Dans des déclarations successives, tous les protagonistes du côté occidental des soi-disant "accords de Minsk" entre la Russie et l'Ukraine, sous la médiation de l'Allemagne et de la France, ont admis que le but n'était pas de négocier avec la Russie, mais de gagner du temps afin de renforcer militairement l'Ukraine.
Ces accords,
que personne n'a respectés, ont été signés dans le cadre du "format
Normandie", la formule négociée pour mettre fin à la guerre ukrainienne
qui a commencé à l'été 2014 comme un mélange de guerre civile et
d'interventionnisme étranger entre le nouveau gouvernement pro-occidental de
Kiev et l'opposition armée ukrainienne organisée dans le Donbass.
Petro Porochenko, président de l'Ukraine :
"Notre objectif était, avant tout, de mettre fin à la menace ou au moins de retarder la guerre : s'assurer huit ans pour rétablir la croissance économique et mettre en place des forces armées puissantes".
(Déclarations
à la télévision allemande Deutsche Welle et à l'unité ukrainienne de Radio Free
Europe).
Angela Merkel, chancelière allemande et garante des accords.

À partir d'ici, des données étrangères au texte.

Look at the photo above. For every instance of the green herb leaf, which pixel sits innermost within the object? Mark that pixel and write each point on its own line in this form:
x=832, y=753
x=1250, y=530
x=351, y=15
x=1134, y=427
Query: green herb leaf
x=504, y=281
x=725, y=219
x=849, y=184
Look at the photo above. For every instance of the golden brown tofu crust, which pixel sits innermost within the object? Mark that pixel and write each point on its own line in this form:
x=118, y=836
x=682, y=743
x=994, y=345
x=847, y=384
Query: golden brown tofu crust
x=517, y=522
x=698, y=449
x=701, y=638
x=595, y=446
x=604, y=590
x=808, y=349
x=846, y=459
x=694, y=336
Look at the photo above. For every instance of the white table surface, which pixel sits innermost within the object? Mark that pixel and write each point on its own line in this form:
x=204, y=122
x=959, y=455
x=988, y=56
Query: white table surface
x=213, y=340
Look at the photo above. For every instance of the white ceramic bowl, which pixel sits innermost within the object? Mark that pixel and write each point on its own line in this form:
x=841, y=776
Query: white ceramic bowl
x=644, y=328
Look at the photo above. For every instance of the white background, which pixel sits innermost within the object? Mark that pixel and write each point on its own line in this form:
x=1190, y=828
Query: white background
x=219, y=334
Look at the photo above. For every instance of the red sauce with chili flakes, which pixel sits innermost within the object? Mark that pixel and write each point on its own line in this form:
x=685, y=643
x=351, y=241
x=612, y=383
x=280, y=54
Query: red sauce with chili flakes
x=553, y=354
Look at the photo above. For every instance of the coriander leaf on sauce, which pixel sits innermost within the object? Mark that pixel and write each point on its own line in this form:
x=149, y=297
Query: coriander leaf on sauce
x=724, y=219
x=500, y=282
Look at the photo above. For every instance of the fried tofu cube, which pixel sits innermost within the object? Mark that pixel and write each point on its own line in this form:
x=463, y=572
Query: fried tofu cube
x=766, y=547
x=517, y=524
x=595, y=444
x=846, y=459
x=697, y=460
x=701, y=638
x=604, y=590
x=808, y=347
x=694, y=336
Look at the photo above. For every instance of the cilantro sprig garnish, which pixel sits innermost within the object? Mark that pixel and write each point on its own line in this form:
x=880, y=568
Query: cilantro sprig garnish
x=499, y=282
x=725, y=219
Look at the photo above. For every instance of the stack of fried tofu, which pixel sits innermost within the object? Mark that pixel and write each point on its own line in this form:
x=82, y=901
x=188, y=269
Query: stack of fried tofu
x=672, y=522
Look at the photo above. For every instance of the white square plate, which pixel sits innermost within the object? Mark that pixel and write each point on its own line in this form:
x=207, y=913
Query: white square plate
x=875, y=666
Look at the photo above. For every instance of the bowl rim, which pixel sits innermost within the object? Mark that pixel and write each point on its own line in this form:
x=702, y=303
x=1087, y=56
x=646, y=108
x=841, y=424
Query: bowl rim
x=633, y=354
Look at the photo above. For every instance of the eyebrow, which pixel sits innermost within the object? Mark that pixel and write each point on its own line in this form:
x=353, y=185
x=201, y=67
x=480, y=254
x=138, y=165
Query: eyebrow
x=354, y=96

L'accord de Minsk de septembre 2014 était "une tentative de gagner du temps". "L'Ukraine a utilisé ce temps pour se rendre plus forte, comme on peut le voir aujourd'hui. L'Ukraine de 2014/2015 n'est pas l'Ukraine d'aujourd'hui. Lors de la bataille de Debaltsevo début 2015, Poutine aurait pu facilement les submerger et je doute que les pays de l'OTAN puissent faire alors ce qu'ils font aujourd'hui pour aider l'Ukraine". "Il était clair pour nous tous que le conflit était gelé et que le problème n'était pas résolu, mais cela a donné à l'Ukraine un temps précieux".
(Entretien
avec Die Zeit. Décembre 2022)
François Hollande, président français et garant des accords de Minsk.
Alors que Poutine avançait dans le Donbas en utilisant des séparatistes pro-russes, "nous l'avons incité à accepter le format Normandie et à venir à Minsk pour négocier". "Angela Merkel a raison : les accords de Minsk ont arrêté l'offensive russe pendant un certain temps. L'important était de savoir comment l'Occident allait profiter de ce répit pour empêcher toute nouvelle tentative russe." "Depuis 2014, l'Ukraine a renforcé ses capacités militaires et en fait, aujourd'hui, son armée est complètement différente de celle de 2014 ; mieux entraînée, mieux équipée..., c'est tout à l'honneur des accords de Minsk d'avoir donné cette opportunité à l'armée ukrainienne."
(Entretien
avec le journal Kyiv Independent, décembre 2022).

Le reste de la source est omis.